5. Lichen Planus-like Presentation

Clinical Features:

• Small red to violaceous flat-topped scaly papules

Histopathology:

• Hyperkeratosis
• Lichenoid infiltrate at the dermal-epidermal junction

These clinical subtypes illustrate the versatility of PNP, as patients may present with one or multiple forms of coexisting cutaneous lesions. Additionally, the appearance of psoriasiform and pustular lesions is not unheard of in PNP patients.

Polymorphic Skin Lesions: 

Skin lesions in PNP are anything but uniform and may exhibit varying features even within the same patient. These lesions can often be mistaken for those seen in conditions like pemphigus vulgaris, pemphigus foliaceus, or bullous pemphigoid, affecting virtually any area of the body.

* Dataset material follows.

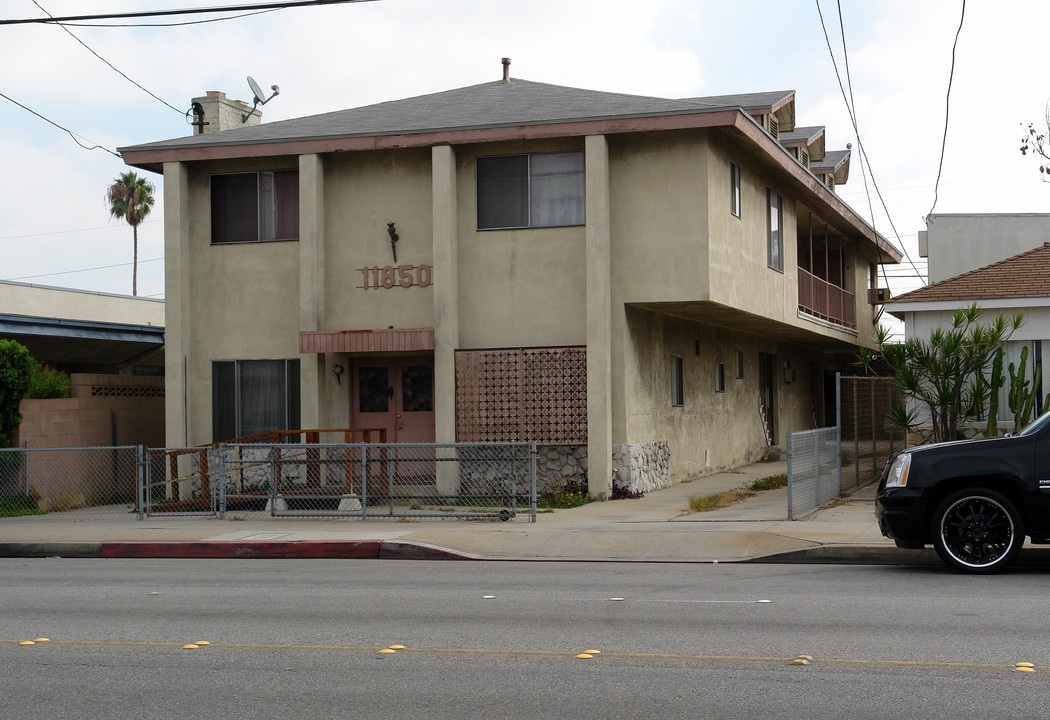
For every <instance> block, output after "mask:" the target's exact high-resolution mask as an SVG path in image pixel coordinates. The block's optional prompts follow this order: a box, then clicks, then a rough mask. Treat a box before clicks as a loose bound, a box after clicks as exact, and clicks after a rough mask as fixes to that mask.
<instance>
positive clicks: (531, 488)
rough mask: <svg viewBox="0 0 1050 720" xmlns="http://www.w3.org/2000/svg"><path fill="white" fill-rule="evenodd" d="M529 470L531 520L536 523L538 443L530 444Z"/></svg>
mask: <svg viewBox="0 0 1050 720" xmlns="http://www.w3.org/2000/svg"><path fill="white" fill-rule="evenodd" d="M528 451H529V468H528V495H529V520H530V522H532V523H534V522H535V466H537V462H538V458H539V451H538V450H537V446H535V441H534V440H533V441H532V442H530V443H529V449H528Z"/></svg>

1. Blisters and erosions are frequently observed, mirroring the manifestations of other pemphigus disorders.
2. Blisters can range from confluent, akin to toxic epidermal necrolysis, to erythema multiforme-like targetoid lesions.
3. Lichenoid eruptions present as erythematous papules and plaques, reminiscent of lichen planus and graft-vs.-host disease.
4. In some cases, cutaneous lesions may manifest as onychodystrophy and alopecia. This broad spectrum of skin lesions challenges the diagnostic process but highlights the uniqueness of PNP's clinical presentation.

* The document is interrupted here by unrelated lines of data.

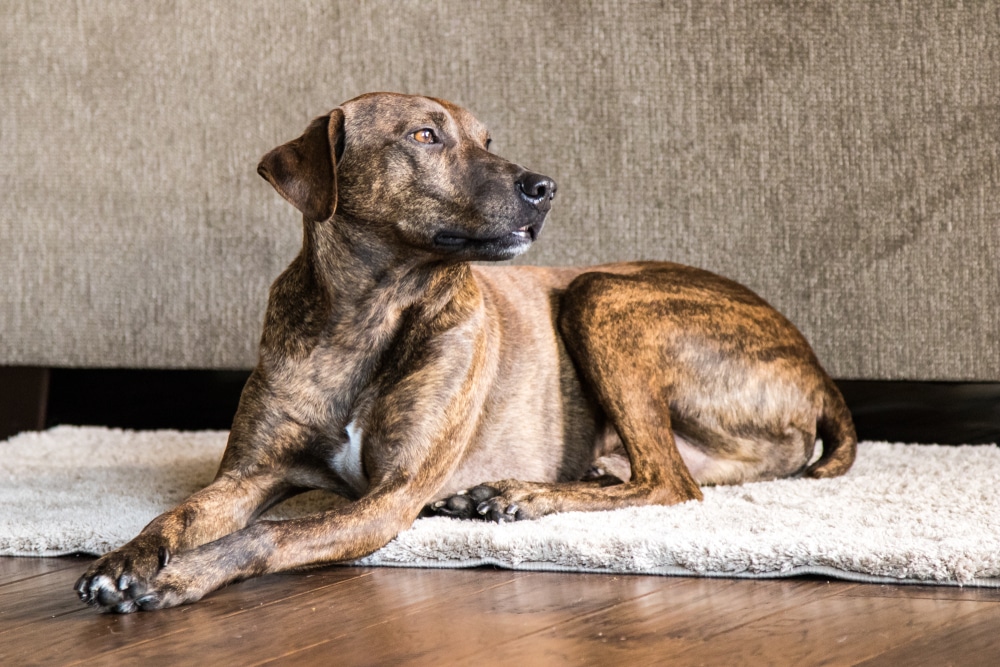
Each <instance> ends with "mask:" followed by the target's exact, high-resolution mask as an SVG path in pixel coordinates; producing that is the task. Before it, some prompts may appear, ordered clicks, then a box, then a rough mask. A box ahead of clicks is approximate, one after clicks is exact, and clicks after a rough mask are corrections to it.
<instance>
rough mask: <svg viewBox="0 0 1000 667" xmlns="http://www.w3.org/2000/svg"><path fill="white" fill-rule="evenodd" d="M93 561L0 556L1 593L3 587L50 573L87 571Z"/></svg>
mask: <svg viewBox="0 0 1000 667" xmlns="http://www.w3.org/2000/svg"><path fill="white" fill-rule="evenodd" d="M91 560H92V559H91V558H90V557H88V556H64V557H62V558H28V557H20V556H0V592H2V591H3V588H2V587H3V586H5V585H7V584H10V583H13V582H15V581H21V580H22V579H30V578H32V577H37V576H40V575H43V574H48V573H49V572H57V571H59V570H67V569H72V568H79V570H80V572H83V571H84V570H85V569H87V563H89V562H90V561H91Z"/></svg>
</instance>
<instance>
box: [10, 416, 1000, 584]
mask: <svg viewBox="0 0 1000 667" xmlns="http://www.w3.org/2000/svg"><path fill="white" fill-rule="evenodd" d="M225 442H226V433H225V432H222V431H207V432H195V433H181V432H176V431H140V432H130V431H120V430H110V429H104V428H78V427H66V426H63V427H58V428H54V429H52V430H49V431H45V432H42V433H26V434H22V435H19V436H17V437H14V438H12V439H10V440H8V441H6V442H2V443H0V555H19V556H25V555H28V556H55V555H61V554H67V553H73V552H87V553H95V554H97V553H103V552H105V551H107V550H109V549H112V548H114V547H117V546H119V545H121V544H123V543H124V542H126V541H127V540H128V539H130V538H131V537H132V536H134V535H135V534H136V533H137V532H138V531H139V530H140V529H141V528H142V527H143V526H144V525H145V524H146V523H147V522H148V521H149V520H150V519H152V518H153V517H154V516H156V515H157V514H159V513H160V512H162V511H163V510H165V509H168V508H170V507H172V506H173V505H175V504H176V503H177V502H179V501H180V500H182V499H183V498H184V497H186V496H187V495H188V494H190V493H192V492H193V491H195V490H197V489H199V488H201V487H202V486H204V485H205V484H207V483H208V482H209V481H210V480H211V479H212V477H213V475H214V473H215V467H216V465H217V463H218V460H219V457H220V456H221V453H222V449H223V447H224V445H225ZM998 480H1000V448H997V447H995V446H963V447H939V446H927V445H893V444H885V443H862V444H861V445H860V447H859V453H858V460H857V463H856V464H855V466H854V468H853V469H852V470H851V472H850V473H849V474H848V475H847V476H845V477H841V478H838V479H832V480H806V479H800V480H782V481H777V482H764V483H757V484H747V485H744V486H739V487H718V488H706V489H705V500H704V502H691V503H686V504H683V505H679V506H674V507H642V508H634V509H624V510H616V511H613V512H593V513H580V512H573V513H566V514H561V515H553V516H548V517H545V518H543V519H540V520H537V521H526V522H520V523H512V524H504V525H497V524H490V523H484V522H479V521H460V520H456V519H449V518H430V519H420V520H418V521H417V522H416V523H415V524H414V526H413V527H412V528H411V529H410V530H408V531H406V532H404V533H403V534H401V535H400V536H399V537H397V538H396V539H395V540H394V541H393V542H392V543H390V544H389V545H387V546H386V547H384V548H383V549H381V550H380V551H378V552H376V553H375V554H373V555H371V556H369V557H368V558H365V559H364V560H363V561H360V562H361V563H362V564H365V565H394V566H419V567H471V566H476V565H484V564H492V565H498V566H501V567H506V568H518V569H536V570H538V569H541V570H562V571H586V572H633V573H648V574H667V575H697V576H712V577H786V576H794V575H800V574H820V575H826V576H832V577H838V578H843V579H850V580H856V581H880V582H897V583H904V582H905V583H934V584H951V585H966V586H991V587H1000V486H998ZM329 502H330V499H329V498H325V497H323V494H316V493H312V494H307V496H305V497H303V498H299V499H295V500H293V501H290V502H289V503H286V504H285V505H283V506H282V507H280V508H279V511H281V512H282V513H283V514H284V515H285V516H290V515H294V514H296V513H302V512H303V511H306V510H308V509H310V508H315V507H316V506H318V505H323V504H324V503H325V504H327V505H328V504H329ZM272 514H273V513H272Z"/></svg>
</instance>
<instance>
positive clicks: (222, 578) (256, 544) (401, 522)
mask: <svg viewBox="0 0 1000 667" xmlns="http://www.w3.org/2000/svg"><path fill="white" fill-rule="evenodd" d="M426 495H427V493H426V492H420V491H418V490H417V489H415V488H413V486H412V485H409V484H407V483H405V482H401V483H393V484H389V485H387V486H386V487H384V488H382V489H379V490H377V491H375V492H373V493H371V494H369V495H367V496H365V497H364V498H362V499H361V500H359V501H357V502H356V503H353V504H352V505H350V506H349V507H346V508H338V509H334V510H329V511H327V512H323V513H321V514H316V515H310V516H306V517H302V518H298V519H288V520H283V521H270V520H263V521H258V522H257V523H255V524H253V525H250V526H248V527H246V528H244V529H243V530H240V531H237V532H235V533H232V534H230V535H226V536H225V537H222V538H220V539H218V540H215V541H214V542H210V543H208V544H205V545H202V546H201V547H198V548H196V549H193V550H191V551H187V552H184V553H181V554H178V556H177V558H175V559H173V560H171V561H170V562H169V563H168V564H167V566H166V567H164V568H163V569H162V570H161V571H160V572H159V573H158V574H157V575H156V576H155V577H154V578H153V580H152V581H151V582H150V585H149V587H148V590H147V591H146V592H145V593H144V594H143V595H140V596H139V597H138V598H137V599H136V600H135V605H136V607H137V608H138V609H142V610H153V609H163V608H167V607H173V606H177V605H180V604H186V603H190V602H195V601H196V600H199V599H201V598H202V597H204V596H205V595H207V594H208V593H211V592H212V591H214V590H216V589H218V588H221V587H223V586H225V585H226V584H229V583H232V582H235V581H241V580H243V579H249V578H251V577H256V576H260V575H263V574H268V573H273V572H283V571H286V570H293V569H298V568H305V567H310V566H317V565H323V564H327V563H333V562H338V561H349V560H353V559H357V558H361V557H363V556H366V555H368V554H369V553H371V552H373V551H375V550H377V549H378V548H380V547H382V546H384V545H385V544H387V543H388V542H389V541H390V540H391V539H392V538H394V537H395V536H396V535H397V534H399V533H400V532H401V531H403V530H405V529H406V528H408V527H409V526H410V525H411V524H412V523H413V520H414V519H415V518H416V517H417V515H418V514H419V512H420V509H421V507H422V506H423V503H424V502H426V498H425V496H426Z"/></svg>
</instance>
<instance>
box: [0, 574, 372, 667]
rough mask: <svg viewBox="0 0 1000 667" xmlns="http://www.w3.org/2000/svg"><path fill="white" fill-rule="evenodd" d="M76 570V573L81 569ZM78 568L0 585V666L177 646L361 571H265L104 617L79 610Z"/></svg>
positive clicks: (335, 585)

Extracutaneous Manifestations

While PNP primarily affects the skin and mucous membranes, it can extend its reach to other types of epithelia and internal organs. The extracutaneous manifestations of PNP encompass:

1. Mucostomatitis: Extensive refractory mucostomatitis, often the initial sign of PNP, involves painful mucous membrane erosions, blisters, haemorrhagic crusting, and ulceration in regions like the oropharynx, nasopharynx, conjunctiva, lips, tongue, palate, and genitals.
2. Pruritic Skin Lesions: After mucous membrane involvement, patients frequently develop diffuse polymorphic skin lesions, which are intensely itchy (pruritic).
3. Internal Organ Involvement: PNP can extend its grasp to internal organs such as the lungs, gastrointestinal tract, thyroid gland, and kidneys.
4. Myasthenia Gravis: Some PNP patients exhibit muscle weakness and elevated levels of anti-acetylcholine receptor antibodies, indicative of myasthenia gravis.
5. Bronchiolitis Obliterans: A major cause of mortality in PNP, bronchiolitis obliterans affects approximately 30% of patients, with a higher prevalence among those with Castleman disease. It initially presents as dyspnea and obstructive lung disease.